And an email list is a way, in a sense, that we can do this. As we’ve already mentioned, instead of seeing it as a tool to flog a product, we can look at it and use that analogy that Belinda used a while ago about transporting people. We are taking people from where they are to where they want to be. And it might be a short-term trip or it might be a long term, permanent change. We do that through education or entertainment or enlightenment. It doesn’t matter what kind of writing we have, fiction, non-fiction, poetry, songs, plays, comedy. Whatever we’re doing, the basis of that transportation is enjoyment and engagement through our writing. And our goal is to the take the gift we have been given, the words, and share that gift with others to create that connection and that transportation.
So, if we look at it in that sense, an email list, in a sense, is an invitation to invite people to our online home which is our website. It’s a way of establishing relationship and building community with likeminded people as Alison spoke about before. And in the words of the industry, create our tribe or build our tribe.
It’s a way of encouraging people to engage in the conversation that we have established on our website. To interact with what we offer. To be challenged and reflect and contribute. And in a sense that invitation, bringing people into our home, is a way for us as writers to be known and for us to know our readers. So, the way we go about establishing and building our email list will all come back to how we think of it and what we’re doing with it.
So, Belinda, you’re talking about helping people. And we want to offer that thing that we have, whatever it is, to our reader to connect. I’d also just like to touch on a great thought that I read in Madeleine L’Engle’s book. For those of you who have it and you want to look it up it’s actually on page 35. She writes:
For an artist is not a consumer as our commercials urge us to be. An artist is a nourisher and a creator who knows that during the act of creation there is collaboration. We do not create alone.
So, readers need writers but writers, we need each other. We need other writers and we need readers. They give our work life. So, if we think about it in this sense providing the gift that we have been given to connect, relate and transport it sheds a new light on our email list and how we go about doing that.

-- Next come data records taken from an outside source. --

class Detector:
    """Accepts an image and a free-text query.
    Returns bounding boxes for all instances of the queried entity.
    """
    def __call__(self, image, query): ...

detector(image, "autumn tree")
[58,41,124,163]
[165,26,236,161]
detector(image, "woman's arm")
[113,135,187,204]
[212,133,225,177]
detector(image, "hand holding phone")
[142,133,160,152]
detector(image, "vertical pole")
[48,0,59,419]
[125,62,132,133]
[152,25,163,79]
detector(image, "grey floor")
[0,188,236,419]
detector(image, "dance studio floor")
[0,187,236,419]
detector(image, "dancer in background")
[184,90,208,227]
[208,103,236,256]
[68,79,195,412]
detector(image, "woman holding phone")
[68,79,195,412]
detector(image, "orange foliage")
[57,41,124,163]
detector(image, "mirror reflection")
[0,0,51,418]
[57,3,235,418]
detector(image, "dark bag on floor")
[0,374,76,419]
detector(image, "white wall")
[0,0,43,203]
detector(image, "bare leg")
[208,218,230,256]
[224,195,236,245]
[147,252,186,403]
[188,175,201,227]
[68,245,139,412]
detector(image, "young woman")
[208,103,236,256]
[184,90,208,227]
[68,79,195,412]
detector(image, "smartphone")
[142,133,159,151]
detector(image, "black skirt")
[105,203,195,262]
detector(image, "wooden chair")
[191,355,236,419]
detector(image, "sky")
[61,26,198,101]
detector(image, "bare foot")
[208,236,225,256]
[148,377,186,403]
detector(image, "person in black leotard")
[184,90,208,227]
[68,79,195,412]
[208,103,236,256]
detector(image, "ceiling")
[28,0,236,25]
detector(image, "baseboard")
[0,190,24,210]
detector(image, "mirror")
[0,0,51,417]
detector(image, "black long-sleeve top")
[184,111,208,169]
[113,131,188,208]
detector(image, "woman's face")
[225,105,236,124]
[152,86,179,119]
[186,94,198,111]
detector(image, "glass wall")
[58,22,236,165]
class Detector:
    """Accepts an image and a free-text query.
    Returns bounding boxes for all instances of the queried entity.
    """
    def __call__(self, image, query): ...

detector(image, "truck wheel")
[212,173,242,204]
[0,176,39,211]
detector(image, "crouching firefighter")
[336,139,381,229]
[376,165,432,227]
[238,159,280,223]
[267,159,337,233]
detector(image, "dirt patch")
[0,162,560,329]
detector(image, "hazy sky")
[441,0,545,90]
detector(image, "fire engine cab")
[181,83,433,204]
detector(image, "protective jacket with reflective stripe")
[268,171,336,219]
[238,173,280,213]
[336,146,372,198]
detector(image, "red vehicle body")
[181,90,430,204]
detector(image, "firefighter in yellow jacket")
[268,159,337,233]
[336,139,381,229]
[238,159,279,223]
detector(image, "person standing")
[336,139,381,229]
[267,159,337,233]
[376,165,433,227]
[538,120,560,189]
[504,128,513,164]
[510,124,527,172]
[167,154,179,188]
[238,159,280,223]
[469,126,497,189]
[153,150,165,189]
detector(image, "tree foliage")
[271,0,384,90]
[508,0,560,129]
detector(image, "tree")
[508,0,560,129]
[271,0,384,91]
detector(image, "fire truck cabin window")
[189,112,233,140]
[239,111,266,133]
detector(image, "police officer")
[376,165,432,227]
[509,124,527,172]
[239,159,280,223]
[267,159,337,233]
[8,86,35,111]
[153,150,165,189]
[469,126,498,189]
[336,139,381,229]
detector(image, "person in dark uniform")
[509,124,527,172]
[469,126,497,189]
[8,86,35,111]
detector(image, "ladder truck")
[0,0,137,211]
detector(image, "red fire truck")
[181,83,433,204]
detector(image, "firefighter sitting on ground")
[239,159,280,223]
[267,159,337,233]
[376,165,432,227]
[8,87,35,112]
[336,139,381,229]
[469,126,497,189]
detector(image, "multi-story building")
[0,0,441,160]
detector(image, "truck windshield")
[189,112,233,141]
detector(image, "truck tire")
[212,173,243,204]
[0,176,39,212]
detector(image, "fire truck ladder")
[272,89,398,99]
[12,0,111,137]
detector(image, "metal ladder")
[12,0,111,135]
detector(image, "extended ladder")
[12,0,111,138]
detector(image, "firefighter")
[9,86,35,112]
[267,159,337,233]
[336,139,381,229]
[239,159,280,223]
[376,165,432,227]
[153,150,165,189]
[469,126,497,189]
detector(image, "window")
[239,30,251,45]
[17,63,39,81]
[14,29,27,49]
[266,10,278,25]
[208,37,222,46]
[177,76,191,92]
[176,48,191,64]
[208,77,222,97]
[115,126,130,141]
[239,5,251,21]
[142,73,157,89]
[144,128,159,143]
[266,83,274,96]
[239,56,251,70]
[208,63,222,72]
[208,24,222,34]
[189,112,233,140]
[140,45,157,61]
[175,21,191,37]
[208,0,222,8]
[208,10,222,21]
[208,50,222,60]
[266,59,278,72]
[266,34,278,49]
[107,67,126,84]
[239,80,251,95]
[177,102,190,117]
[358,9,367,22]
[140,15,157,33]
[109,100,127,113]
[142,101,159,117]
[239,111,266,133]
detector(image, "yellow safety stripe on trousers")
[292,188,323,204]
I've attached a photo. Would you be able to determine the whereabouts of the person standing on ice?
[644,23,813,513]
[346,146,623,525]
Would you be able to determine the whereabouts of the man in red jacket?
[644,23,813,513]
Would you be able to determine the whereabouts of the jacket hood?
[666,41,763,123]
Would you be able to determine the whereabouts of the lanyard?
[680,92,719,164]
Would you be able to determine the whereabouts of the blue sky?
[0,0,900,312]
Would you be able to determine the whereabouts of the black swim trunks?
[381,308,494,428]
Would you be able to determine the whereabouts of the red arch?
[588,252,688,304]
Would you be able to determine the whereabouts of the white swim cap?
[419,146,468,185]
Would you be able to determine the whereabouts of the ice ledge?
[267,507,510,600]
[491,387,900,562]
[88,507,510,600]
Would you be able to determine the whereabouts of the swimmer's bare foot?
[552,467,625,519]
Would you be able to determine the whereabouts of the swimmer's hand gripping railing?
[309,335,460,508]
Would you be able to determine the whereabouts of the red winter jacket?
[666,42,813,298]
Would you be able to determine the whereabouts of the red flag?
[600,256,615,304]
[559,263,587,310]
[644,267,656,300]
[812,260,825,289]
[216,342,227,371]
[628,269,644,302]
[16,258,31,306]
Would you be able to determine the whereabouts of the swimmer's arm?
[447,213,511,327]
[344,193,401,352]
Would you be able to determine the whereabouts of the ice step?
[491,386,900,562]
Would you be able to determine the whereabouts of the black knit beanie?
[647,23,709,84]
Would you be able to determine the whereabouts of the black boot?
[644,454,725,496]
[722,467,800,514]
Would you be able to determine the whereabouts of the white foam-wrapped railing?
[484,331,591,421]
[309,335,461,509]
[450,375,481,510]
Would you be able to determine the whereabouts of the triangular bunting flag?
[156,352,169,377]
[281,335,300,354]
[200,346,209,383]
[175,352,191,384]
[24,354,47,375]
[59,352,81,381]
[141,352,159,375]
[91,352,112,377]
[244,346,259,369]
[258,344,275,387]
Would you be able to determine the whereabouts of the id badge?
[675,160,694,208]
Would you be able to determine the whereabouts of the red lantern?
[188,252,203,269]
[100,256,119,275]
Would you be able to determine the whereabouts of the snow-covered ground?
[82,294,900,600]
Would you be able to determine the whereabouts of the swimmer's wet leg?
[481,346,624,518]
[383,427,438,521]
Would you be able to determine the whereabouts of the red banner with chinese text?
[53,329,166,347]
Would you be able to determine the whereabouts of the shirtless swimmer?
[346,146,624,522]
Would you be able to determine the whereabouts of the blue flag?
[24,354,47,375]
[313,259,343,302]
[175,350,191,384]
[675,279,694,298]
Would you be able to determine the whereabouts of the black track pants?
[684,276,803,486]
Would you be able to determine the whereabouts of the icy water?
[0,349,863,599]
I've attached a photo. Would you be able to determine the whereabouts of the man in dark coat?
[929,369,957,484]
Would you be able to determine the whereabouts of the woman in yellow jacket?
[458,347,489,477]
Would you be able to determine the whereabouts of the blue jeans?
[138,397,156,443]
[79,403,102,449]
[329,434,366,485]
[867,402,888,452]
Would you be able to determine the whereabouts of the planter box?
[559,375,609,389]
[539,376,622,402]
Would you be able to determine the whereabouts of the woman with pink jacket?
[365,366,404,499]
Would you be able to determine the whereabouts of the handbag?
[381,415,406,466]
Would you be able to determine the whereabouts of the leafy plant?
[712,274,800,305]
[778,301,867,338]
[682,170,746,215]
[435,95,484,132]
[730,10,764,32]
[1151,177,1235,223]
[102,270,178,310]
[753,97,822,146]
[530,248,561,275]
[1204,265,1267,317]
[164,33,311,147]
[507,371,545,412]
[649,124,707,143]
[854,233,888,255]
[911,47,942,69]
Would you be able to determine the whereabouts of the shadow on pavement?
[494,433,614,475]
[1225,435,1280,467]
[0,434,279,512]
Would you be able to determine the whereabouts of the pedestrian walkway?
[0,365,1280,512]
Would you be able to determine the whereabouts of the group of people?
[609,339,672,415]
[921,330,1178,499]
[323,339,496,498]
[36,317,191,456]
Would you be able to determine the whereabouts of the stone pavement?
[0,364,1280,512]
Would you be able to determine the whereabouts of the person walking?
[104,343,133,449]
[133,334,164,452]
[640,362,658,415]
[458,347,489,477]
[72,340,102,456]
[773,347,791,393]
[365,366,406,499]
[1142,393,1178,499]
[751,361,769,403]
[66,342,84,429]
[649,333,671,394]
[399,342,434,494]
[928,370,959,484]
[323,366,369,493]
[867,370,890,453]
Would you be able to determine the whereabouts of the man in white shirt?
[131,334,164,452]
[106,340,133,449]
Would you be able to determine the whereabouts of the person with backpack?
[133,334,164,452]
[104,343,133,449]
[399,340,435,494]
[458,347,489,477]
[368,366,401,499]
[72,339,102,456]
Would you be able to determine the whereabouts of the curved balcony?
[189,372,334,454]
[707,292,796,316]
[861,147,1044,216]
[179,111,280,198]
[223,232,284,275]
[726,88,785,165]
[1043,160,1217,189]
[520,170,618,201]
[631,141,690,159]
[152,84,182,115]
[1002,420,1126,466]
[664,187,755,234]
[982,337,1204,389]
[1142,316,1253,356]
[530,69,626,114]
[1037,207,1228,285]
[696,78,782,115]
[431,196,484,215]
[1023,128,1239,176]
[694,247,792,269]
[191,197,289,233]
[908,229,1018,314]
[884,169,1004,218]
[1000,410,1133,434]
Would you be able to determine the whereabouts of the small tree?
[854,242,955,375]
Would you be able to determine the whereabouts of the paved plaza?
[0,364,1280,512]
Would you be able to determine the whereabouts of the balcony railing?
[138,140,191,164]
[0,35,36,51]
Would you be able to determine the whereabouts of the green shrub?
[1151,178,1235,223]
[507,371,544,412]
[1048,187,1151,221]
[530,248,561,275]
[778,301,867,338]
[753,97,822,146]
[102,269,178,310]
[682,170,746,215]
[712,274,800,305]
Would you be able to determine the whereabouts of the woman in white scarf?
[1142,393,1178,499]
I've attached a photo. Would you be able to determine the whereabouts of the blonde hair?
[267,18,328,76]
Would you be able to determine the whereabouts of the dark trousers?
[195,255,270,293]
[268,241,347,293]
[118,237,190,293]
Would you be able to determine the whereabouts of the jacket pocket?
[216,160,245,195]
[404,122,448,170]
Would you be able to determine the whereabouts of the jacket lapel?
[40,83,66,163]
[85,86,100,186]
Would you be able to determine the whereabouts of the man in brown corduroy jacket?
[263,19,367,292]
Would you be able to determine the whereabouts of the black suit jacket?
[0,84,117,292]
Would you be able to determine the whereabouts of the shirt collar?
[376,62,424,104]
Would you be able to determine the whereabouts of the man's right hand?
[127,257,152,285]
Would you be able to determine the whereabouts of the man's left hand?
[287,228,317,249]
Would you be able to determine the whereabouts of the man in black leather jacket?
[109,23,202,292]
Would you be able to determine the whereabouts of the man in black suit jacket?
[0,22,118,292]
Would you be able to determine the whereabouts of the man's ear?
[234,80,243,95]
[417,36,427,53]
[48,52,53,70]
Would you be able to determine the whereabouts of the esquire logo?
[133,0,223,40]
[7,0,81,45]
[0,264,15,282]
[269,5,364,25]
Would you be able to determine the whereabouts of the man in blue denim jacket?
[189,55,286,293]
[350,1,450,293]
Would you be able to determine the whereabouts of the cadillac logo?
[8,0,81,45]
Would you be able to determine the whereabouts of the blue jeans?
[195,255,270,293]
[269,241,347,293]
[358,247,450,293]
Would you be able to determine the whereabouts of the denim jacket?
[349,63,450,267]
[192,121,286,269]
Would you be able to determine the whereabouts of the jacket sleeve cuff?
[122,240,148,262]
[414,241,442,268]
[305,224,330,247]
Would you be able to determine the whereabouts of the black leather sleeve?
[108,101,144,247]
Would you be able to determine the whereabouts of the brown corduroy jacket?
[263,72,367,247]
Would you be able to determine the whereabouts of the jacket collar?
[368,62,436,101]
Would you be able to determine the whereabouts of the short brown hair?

So, that’s where I’ve been coming from and I think we’ve all been saying it. As writers we might do it in isolation, we might write in isolation, but our writing needs a landing place and it needs to be given life in the reader’s hands and minds. So, it’s a symbiotic relationship and we need to use who we are uniquely created to be, feed that into our website and then share that invitation. It’s about being known and knowing each other. So that’s where I’m coming from. And again, Belinda, prayer, as you said, is very important in how we do this and how we establish it. The gift we’re given is now ours to hold onto but to share and this is a way for us to share and distribute that gift.
Some things are for free on our website, like you’ve been talking about the giveaways, other things they may need to pay for. But if people come on board and they like the voice, they like the way that we tell stories, if they like what we have to offer they are prepared to invest time to check it out, time to interact and, perhaps, at times, invest money to purchase that thing that we’ve created, as well. So, we weren’t created to be alone. As writers we definitely can’t be alone, but our email list is a way of that connection.
Belinda Pollard: Created for community and connection. That’s a beautiful thought. How about I pray for the Gracewriters.
Heavenly Father, we thank you for these opportunities that we have today to connect in different ways and across vast distances. Things that we didn’t have in previous generations, we’ve lost some things, we’ve gained some others. We just pray that you will help us to have wisdom and peace and courage as we work out how to create an email list and how to do all of our writing and connecting in ways that honour you and bring glory to your name. In Jesus’ name. Amen.